Ekim 1952’deki Sovyetler Birliği Kongresi’nde iki kutuplu dünya düzeni görüşünün terk edildiği ve yeni bir 3. bloğun da varlığının tanındığı dünyaya duyuruldu. Aynı yıl Mısır’da askeri bir darbe ile Kavalalı Mehmed Ali Paşa’nın soyundan gelen son Kral olan Faruk, ülkeden uzaklaştırıldı. Hür subaylar, bu darbe ile yönetimi ele aldı. Önce perde arkasından ülkeyi yöneten kişi olan Albay Cemal Abdülnasır, 1954 yılında General Necip’i iktidardan uzaklaştırarak tüm gücü eline aldı. Nasır, bütün Arapları tek devletin çatısı altında birleştirmek gibi büyük hayallere sahip bir liderdi. Ayrıca ülkesinde, 1948 Arap-İsrail Savaşı’nın toplumsal ve ekonomik sonuçları kendisini en acı yüzüyle hissettiriyordu. Dolayısıyla bu genç liderin ülkesine kaybettikleri özgüven ve motivasyonu kazandırmak için birtakım icraatlara ihtiyacı vardı. “Assuan Barajı”, bu sebeple Nasır için hayati önem taşıyan bir icraattı. Projeyi finanse etmesi için önce ABD’ye başvurdu. Ancak ABD kredi için bazı şartlar öne sürüyordu. İsrail’in güvenliği ve Süveyş Kanalı’nın kullanımı gibi Mısırlılar için hayati önem teşkil eden bazı konuların ABD tarafından pazarlığa dâhil edilmesi, Nasır’ı oldukça zor durumda bırakıyordu. ABD de ekonomik üstünlüğünün farkında olduğundan Nasır’ın bu anlaşmaya eninde sonunda uyacağını düşünüyordu. Ancak Nasır, kendisinden binlerce kilometre uzaklıktaki bir ülkenin kendisine yardım için hazır olduğunu fark etmekte gecikmedi. SSCB, yeni lideri Kruşçev ile “Soft Power(Yumuşak güç)” algısını Ortadoğu’ya götürmek niyetindeydi. İki taraf içinde oldukça avantajlı olan bu şartlarda Nasır, yeni barajı için gerekli olacak finansmanı Sovyetler’den tedarik ederek ABD’yi ters köşe yaptı. ABD’de bu hamleye karşı Eisenhower Doktrini’ni devreye sokarak karşılık verdi. Ancak Nasır bu iki süper devletinde kendisini etki alanına sokmak istediğini biliyordu. Bu sebeple daha cesur hamleler yaparak önce Süveyş Kanalı’nı millileştirdi. Kendisinin karşısında İsrail, İngiltere ve Fransa’dan oluşan bir koalisyon olmasına rağmen, Mısır’ı destekleyen ilk ülkelerden birisi de; SSCB ile birlikte ABD oldu. Nasır sistemin zaafını bulmuştu ve bağlantısızlar hareketi de bu lider etrafında şekillendi.
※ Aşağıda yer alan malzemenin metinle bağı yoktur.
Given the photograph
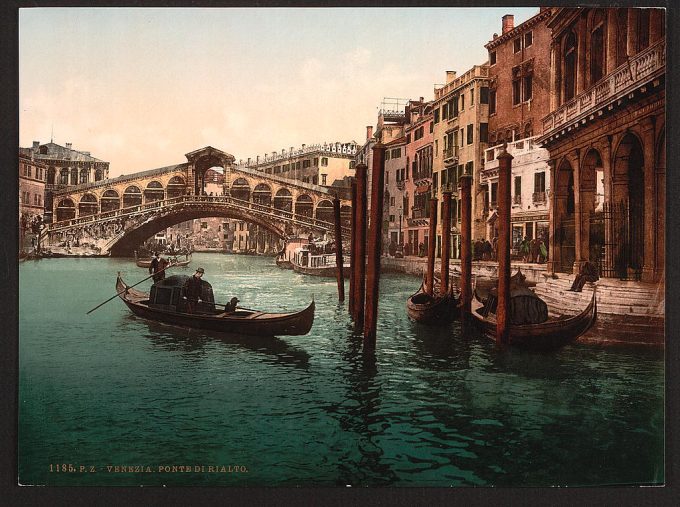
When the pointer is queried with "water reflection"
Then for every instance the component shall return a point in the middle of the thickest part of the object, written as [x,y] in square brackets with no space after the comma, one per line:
[179,339]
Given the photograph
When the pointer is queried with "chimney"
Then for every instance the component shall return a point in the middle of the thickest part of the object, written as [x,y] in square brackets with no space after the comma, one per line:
[508,23]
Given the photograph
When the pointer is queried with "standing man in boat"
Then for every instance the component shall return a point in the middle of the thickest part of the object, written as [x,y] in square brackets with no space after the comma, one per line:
[193,289]
[157,267]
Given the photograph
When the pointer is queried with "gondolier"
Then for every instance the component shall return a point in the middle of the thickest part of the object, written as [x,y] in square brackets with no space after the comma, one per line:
[193,288]
[157,267]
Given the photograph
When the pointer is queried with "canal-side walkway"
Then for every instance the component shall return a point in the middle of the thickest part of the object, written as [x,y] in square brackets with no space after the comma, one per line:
[628,312]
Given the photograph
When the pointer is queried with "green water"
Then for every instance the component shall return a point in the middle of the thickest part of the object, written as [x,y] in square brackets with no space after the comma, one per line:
[435,408]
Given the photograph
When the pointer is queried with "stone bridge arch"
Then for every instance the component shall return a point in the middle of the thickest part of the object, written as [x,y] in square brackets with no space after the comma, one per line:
[127,242]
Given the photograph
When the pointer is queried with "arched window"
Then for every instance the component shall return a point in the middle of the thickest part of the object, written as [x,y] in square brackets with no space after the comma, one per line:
[88,205]
[240,189]
[110,201]
[621,36]
[643,29]
[324,211]
[154,192]
[176,186]
[66,210]
[570,52]
[304,206]
[262,194]
[283,200]
[132,197]
[597,51]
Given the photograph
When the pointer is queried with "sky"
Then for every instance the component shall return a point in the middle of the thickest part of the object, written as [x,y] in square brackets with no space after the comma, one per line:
[142,87]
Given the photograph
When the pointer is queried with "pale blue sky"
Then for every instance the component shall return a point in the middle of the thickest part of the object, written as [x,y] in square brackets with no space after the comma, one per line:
[142,87]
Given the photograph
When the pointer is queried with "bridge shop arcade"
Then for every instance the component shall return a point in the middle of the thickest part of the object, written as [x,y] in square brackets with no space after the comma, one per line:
[118,214]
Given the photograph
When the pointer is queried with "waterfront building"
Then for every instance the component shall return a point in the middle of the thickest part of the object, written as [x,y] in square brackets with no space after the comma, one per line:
[66,167]
[460,136]
[393,209]
[606,130]
[32,174]
[364,155]
[519,99]
[318,164]
[416,179]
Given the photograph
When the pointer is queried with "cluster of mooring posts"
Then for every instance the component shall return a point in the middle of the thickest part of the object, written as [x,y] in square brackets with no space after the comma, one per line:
[366,248]
[364,281]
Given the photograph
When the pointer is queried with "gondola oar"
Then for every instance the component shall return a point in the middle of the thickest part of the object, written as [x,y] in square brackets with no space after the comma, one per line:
[121,292]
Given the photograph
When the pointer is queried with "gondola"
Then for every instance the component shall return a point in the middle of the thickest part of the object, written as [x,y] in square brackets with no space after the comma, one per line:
[428,309]
[549,335]
[165,304]
[319,264]
[147,263]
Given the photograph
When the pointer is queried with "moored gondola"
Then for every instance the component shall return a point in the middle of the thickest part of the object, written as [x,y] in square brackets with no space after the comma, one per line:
[432,309]
[550,334]
[165,304]
[147,263]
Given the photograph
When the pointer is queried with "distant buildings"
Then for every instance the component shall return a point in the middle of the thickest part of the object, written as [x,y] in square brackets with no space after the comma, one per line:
[66,167]
[318,164]
[519,98]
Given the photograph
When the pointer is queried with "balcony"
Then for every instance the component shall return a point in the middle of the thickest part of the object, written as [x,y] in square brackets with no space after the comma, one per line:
[538,197]
[451,155]
[640,69]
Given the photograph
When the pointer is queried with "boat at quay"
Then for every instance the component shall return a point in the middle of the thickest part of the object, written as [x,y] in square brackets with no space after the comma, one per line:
[308,262]
[165,304]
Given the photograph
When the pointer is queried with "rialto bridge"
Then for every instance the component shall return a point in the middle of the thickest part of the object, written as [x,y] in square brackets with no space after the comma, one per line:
[118,214]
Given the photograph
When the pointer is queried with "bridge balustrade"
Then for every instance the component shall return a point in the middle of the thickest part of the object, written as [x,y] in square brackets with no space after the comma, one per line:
[131,211]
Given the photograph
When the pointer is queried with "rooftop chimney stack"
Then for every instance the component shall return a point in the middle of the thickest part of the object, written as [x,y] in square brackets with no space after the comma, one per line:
[508,23]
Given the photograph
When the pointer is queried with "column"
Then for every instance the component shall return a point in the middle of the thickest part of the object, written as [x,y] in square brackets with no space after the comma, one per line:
[504,205]
[374,248]
[465,183]
[632,32]
[553,220]
[649,266]
[581,67]
[579,236]
[446,241]
[611,41]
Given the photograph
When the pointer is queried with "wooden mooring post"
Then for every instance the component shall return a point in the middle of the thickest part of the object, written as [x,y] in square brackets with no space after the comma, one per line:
[374,248]
[503,307]
[446,240]
[360,252]
[431,247]
[465,184]
[352,248]
[340,274]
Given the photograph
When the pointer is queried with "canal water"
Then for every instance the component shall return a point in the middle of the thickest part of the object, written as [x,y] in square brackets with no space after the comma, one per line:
[109,390]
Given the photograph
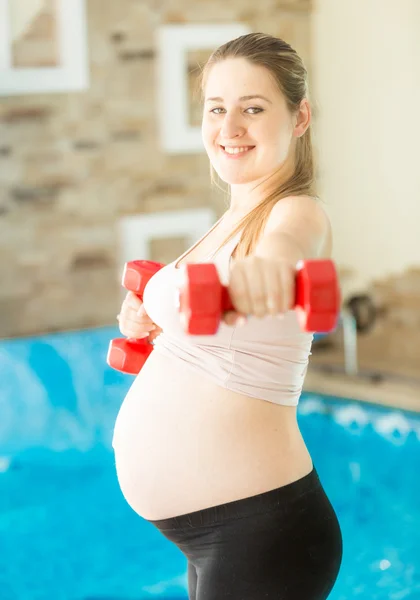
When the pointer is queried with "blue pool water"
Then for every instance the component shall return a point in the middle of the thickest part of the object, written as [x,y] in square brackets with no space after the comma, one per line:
[66,533]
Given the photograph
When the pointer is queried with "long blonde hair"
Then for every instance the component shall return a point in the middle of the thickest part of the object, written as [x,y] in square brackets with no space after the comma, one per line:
[291,76]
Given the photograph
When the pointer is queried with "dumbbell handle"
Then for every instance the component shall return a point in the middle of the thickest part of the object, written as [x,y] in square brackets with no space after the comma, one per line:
[203,300]
[126,354]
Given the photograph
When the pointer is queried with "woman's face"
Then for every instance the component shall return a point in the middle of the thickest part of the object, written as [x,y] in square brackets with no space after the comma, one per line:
[260,130]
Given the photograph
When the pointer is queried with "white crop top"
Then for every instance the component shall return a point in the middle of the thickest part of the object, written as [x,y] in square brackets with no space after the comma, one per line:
[264,358]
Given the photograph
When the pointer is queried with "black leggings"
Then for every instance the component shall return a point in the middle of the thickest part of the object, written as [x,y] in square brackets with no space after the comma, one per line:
[284,544]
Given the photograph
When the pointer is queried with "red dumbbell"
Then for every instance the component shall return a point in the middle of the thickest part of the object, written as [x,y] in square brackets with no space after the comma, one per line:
[124,354]
[203,299]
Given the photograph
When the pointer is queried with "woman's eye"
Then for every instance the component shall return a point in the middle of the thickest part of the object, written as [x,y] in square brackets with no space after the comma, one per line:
[253,108]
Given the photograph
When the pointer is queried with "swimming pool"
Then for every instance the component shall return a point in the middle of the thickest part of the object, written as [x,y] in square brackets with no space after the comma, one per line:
[66,533]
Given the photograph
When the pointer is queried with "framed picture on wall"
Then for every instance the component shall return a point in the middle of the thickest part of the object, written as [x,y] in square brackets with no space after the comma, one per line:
[137,232]
[178,47]
[43,46]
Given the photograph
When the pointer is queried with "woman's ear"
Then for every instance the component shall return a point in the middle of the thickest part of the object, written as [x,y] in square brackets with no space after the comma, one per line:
[303,118]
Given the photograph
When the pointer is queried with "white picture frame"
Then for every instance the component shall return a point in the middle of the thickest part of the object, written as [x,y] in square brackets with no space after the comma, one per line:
[137,231]
[73,72]
[173,42]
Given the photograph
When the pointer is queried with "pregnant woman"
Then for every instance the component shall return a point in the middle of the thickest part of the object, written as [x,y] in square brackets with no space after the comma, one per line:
[207,443]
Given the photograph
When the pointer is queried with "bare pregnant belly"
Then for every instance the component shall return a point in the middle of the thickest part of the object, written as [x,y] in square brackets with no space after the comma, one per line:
[183,443]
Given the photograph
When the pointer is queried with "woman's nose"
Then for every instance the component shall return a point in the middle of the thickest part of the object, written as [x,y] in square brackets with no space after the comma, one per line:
[231,127]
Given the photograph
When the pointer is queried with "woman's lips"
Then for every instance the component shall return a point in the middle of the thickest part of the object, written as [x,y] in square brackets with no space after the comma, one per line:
[237,154]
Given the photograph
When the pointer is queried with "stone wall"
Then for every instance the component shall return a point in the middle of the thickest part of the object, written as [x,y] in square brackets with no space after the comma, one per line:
[71,165]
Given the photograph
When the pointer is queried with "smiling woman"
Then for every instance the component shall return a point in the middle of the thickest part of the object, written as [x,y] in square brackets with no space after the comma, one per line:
[212,453]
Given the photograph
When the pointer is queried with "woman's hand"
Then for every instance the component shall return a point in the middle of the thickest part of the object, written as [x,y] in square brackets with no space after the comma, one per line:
[260,287]
[133,320]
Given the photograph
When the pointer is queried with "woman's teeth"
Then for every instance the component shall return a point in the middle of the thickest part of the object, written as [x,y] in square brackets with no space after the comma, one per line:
[237,150]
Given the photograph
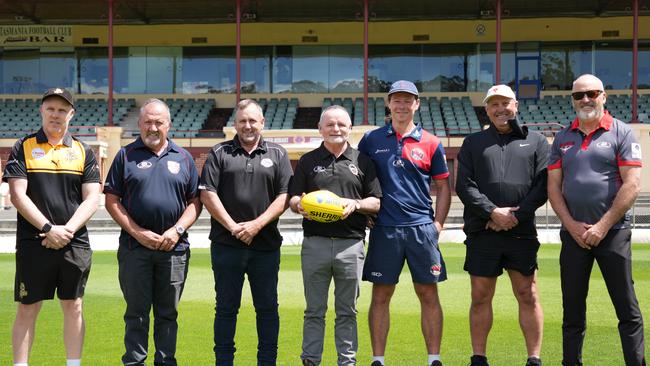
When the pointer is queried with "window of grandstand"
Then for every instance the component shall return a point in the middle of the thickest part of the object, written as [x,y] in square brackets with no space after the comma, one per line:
[609,56]
[30,71]
[317,68]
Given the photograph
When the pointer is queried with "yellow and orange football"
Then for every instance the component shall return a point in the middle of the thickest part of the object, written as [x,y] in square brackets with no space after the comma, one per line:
[322,206]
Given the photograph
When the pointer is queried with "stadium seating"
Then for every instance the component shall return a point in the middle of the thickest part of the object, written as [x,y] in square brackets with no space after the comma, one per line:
[279,113]
[21,116]
[188,116]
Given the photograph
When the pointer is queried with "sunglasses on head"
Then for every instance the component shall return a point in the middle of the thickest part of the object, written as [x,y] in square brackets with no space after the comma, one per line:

Yine ülkemizden örnek verecek olursak; zayıflığında yatan bu gücü oldukça geç fark eden Başbakan Adnan Menderes, ABD’den talep ettiği sanayi kredisi reddedilince Sovyetler’e başvurmuş ancak 1960 yılında gerçekleşen askeri darbe sebebiyle bu girişimini sonlandıramamıştır. Bu sebeple kendi çıkarlarını salt amerikan çıkarları ile birlikte gören ülkemiz, maalesef “Jüpiter Füze Krizi” ve ünlü “Johnson Mektubu” gibi bizler için onur kırıcı olaylarla deyim yerindeyse “güvendiği dağlara karlar yağmış” durumunu yaşamıştır.
SONUÇ
1991’de Sovyetler Birliği’nin dağılması ile uluslararası sistem, çift kutuplu yapısından uzaklaşıp çok merkezli bir yapıya büründü. Şüphesiz bu durum uluslararası sistemi daha karmaşık bir hale getirdi. Ancak yine de ABD’nin üstünlüğüne karşı direnecek devlet(Çin, Rusya) ve devletler üstü örgütler(AB) günümüzde de mevcut diyebiliriz. Bu sebeple büyük devletlerin görece küçükleri kendi ağına çekmesi olayı tıpkı Soğuk Savaş döneminde olduğu gibi günümüzde de yaşanmaktadır. Sadece artık gerekçe ideolojik zıtlık değil, ekonomik pazar arayışı gibi nedenlerdir diyebiliriz. Bu sebeple küçük devletler aslında hala kendilerini gördükleri halden daha değerlidir. Zira kendisini elde etmek isteyen birden fazla devlet yahut türevi mevcuttur. ABD ve Rusya gibi büyük devletler, küçük devletlerin çıkardığı duruma birkaç kez müdahalede bulunmuştur. Ancak Afganistan ve Irak gibi bölgelerde yaşanan olaylar deyim yerindeyse bu süper devletler için felaketle sonuçlanmıştır. O yüzden fiziki müdahale durumu, günümüzde genellikle beklenen bir olgu değildir. Ancak yine de belirtmekte fayda vardır ki günümüzdeki sistem, Soğuk Savaş’taki gibi sınırların belirgin olmamasından ötürü strateji geliştirme konusunda bizleri daha fazla zorlamaktadır. Fakat yine de küçük devletlerin zayıflıklarından kaynaklanan bu avantajı kullanabilmeleri mümkündür.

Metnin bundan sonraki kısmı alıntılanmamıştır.